The debate about the definition of social enterprise may well seem jaded and old news to those of us within the social enterprise community but it seems that a large proportion of the general public didn’t even realize there had been a debate going on. By Gareth Hart
“So you’re a social enterprise, eh? What does that mean then?” How many times have you been asked that question? How many times have you answered it but still aren’t convinced that they questioner has ‘got it’ or believes it?
The debate about the definition of social enterprise may well seem jaded and old news to those of us within the social enterprise community but it seems that a large proportion of the general public didn’t even realize there had been a debate going on. So the aforementioned question comes up time and time again. If we want to establish new audiences for social enterprise and push the concept into a wider public consciousness it is vitally important to maintain a public dialogue about ‘what is a social enterprise’.
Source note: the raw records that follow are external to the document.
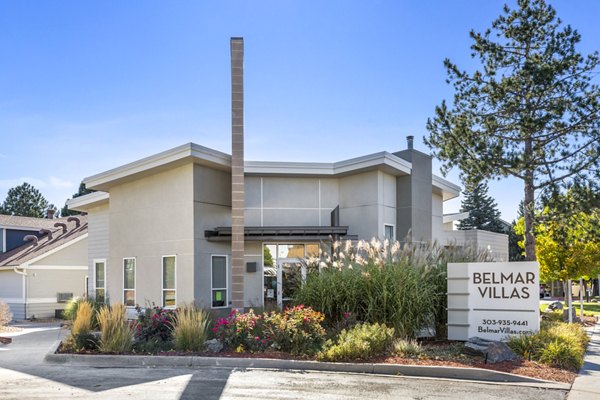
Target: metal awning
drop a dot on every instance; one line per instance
(267, 233)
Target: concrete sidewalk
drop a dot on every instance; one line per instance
(587, 383)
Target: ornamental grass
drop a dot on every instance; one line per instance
(403, 286)
(116, 333)
(190, 328)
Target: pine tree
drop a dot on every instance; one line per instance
(482, 209)
(25, 201)
(80, 192)
(531, 111)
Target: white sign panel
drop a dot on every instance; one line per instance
(501, 299)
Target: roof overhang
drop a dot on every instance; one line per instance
(293, 233)
(90, 200)
(377, 161)
(200, 155)
(455, 217)
(447, 189)
(189, 152)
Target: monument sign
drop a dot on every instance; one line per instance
(492, 300)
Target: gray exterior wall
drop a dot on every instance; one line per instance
(495, 243)
(150, 218)
(437, 218)
(290, 201)
(414, 201)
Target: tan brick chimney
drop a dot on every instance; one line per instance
(237, 172)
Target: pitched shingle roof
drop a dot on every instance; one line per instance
(30, 250)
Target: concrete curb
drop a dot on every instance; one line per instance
(435, 372)
(587, 383)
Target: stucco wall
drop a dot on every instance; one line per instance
(149, 218)
(98, 243)
(495, 243)
(367, 202)
(437, 217)
(293, 201)
(212, 208)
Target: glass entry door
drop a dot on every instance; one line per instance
(291, 272)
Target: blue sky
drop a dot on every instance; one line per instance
(88, 86)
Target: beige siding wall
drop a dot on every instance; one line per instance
(150, 218)
(98, 243)
(47, 283)
(11, 285)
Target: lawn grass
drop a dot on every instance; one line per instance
(588, 308)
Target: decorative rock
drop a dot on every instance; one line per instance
(213, 345)
(492, 351)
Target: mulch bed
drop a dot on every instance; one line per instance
(523, 367)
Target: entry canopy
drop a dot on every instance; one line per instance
(265, 233)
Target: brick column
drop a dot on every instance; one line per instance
(237, 172)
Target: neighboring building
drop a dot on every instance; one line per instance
(43, 263)
(495, 243)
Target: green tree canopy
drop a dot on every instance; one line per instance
(531, 111)
(26, 201)
(80, 192)
(482, 209)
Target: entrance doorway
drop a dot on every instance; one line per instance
(282, 281)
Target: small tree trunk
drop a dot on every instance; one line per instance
(528, 210)
(581, 298)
No one really seems to question you in the same way if your business is a charity or Fairtrade or eco-friendly. There is an automatic assumption these are ‘good’ things. People know what these terms mean. They come with a nice badge, logo or number that tells the public they’ve been checked out and do indeed do what they say on the tin. If only there was a similar thing available to social enterprises…
Enter the Social Enterprise Mark. The Mark is the social enterprise equivalent of the Fairtrade logo or the Charity Commission number. The Social Enterprise Mark provides:
*A clear definition of what constitutes a social enterprise
*An instantly recognisable ‘stamp of approval’ to show that your business has been independently assessed and meets criteria to justifiably call itself a social enterprise
*A national community of like-minded ethical businesses for social enterprises to engage with
*A range of other benefits around marketing and support.
There is growing interest in the Social Enterprise Mark, particularly among large organisations like universities.Plymouth University is the first social enterprise university and has held the Mark since 2012. Another university is set to join. Many of the large health spin-outs also hold the Mark. These organizations provide services to huge numbers of people and have strong roles in public life in their respective towns, cities and areas. I would like to see more large healthcare providers really engage with the public around understanding that they are receiving great services from a local social enterprise. The Mark could help them do this.
As the social enterprise sector, and public awareness of it, continues to grow, so I hope that the Social Enterprise Mark will continue to flow into public consciousness and eventually become as recognizable as the Fairtrade logo. The Mark will evolve, I am sure, and we need an ongoing dialogue about what it means to be a social enterprise both within and outside the sector.
With the introduction of the Social Value Act in 2013 there is a requirement for social value and impact to be given more weight within commissioning of services. Consumers are looking to purchase ethical goods and for businesses to behave better. Surely then, the time is right for the Social Enterprise Mark to become a stamp of social value so that commissioners and customers alike will recognize social enterprises and be able to make more informed choices about the goods and services they buy and use.
I believe that social enterprises are better for the economy and for society. We need to articulate more clear what 'better' looks like of course. Social enterprises create wealth and jobs and also deliver environmental and social value. The Mark can be the guarantee that proves this.